Quickstart into production¤

Info

This guide assumes you're already familiar with scaLAPACK and are looking to use the C wrappers provided by scaLAPACKe. If you're new to scaLAPACK, please check out the tutorial instead.

Currently, scaLAPACKe offers both a low-level and a middle-level interface to scaLAPACK, PBLAS, and BLACS. The main difference between the two is that the middle-level interface uses pass-by-value for arguments.

List of routines available in scaLAPACKe¤

Providing a complete list of routines here would be redundant. By design, scaLAPACKe mirrors the reference implementations of the various components of scaLAPACK, meaning it shares the same set of routines.

For quick reference, you can find the relevant lists here:

If you notice that a routine is missing, feel free to open an issue. 😊

Common Features and Caveats for Both Interfaces¤

Variables of Fortran type INTEGER and LOGICAL are converted to lapack_int in scaLAPACKe.
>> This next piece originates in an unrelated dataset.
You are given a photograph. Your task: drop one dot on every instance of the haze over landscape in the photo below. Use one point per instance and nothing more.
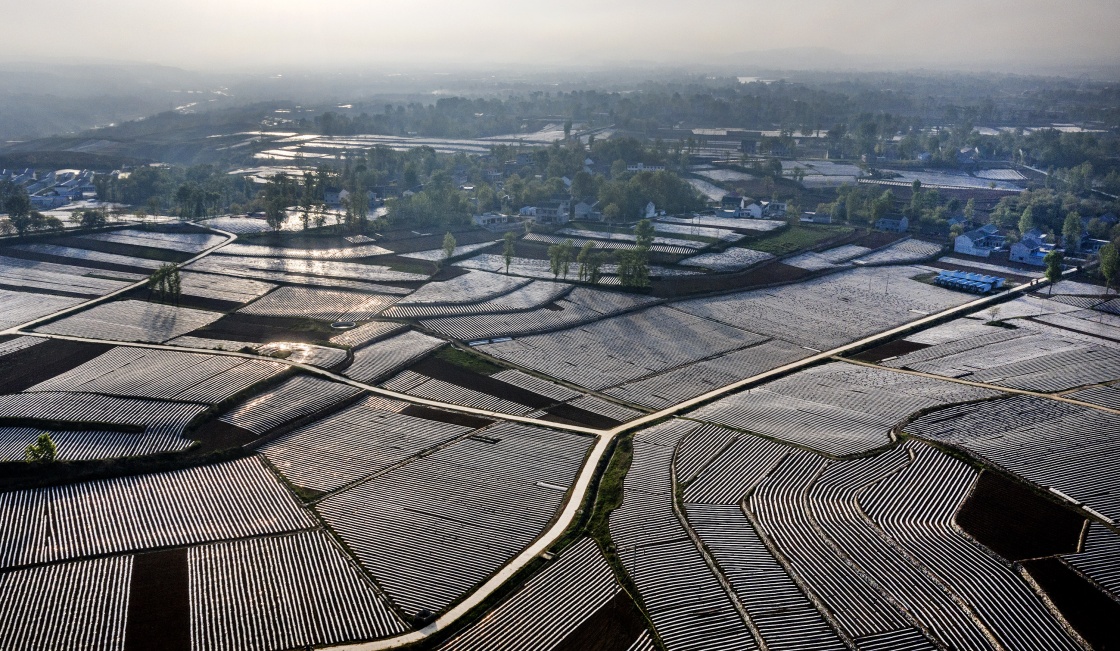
(587, 326)
(277, 35)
This conversion supports the use of 64-bit integers (see ILP64 programming model).
Following LAPACKe, variables of Fortran type COMPLEX and COMPLEX*16 are converted to lapack_complex_float* and lapack_complex_double*, respectively. It is assumed throughout that the real and imaginary components are stored contiguously in memory, with the real component first. The lapack_complex_float and lapack_complex_double macros can be either C99 _Complex types, a C struct defined type, or a custom complex type.
Arrays are passed as pointers, not as pointers to pointers. They should be stored in Fortran style, i.e., column-major order: for an MxN matrix (where M is the number of rows and N is the number of columns), A(i,j) is accessed as A[i + j * LDA], where LDA is the leading dimension of A (typically the number of rows, M).
Similarly, strings are passed as pointers, not as pointers to pointers. Generally, only the first character of the string is significant.
When an argument (or return value) refers to a row or column number, 1-based indexing is used (i.e., 1 <= i <= N rather than 0 <= i < N).

Warning

Currently, scaLAPACKe does not provide a mechanism to switch from row-major to column-major storage, unlike LAPACKe. Implementing this would incur significant overhead due to the need to redistribute data across all processes. Therefore, it is recommended to use column-major arrays when working with scaLAPACKe functions.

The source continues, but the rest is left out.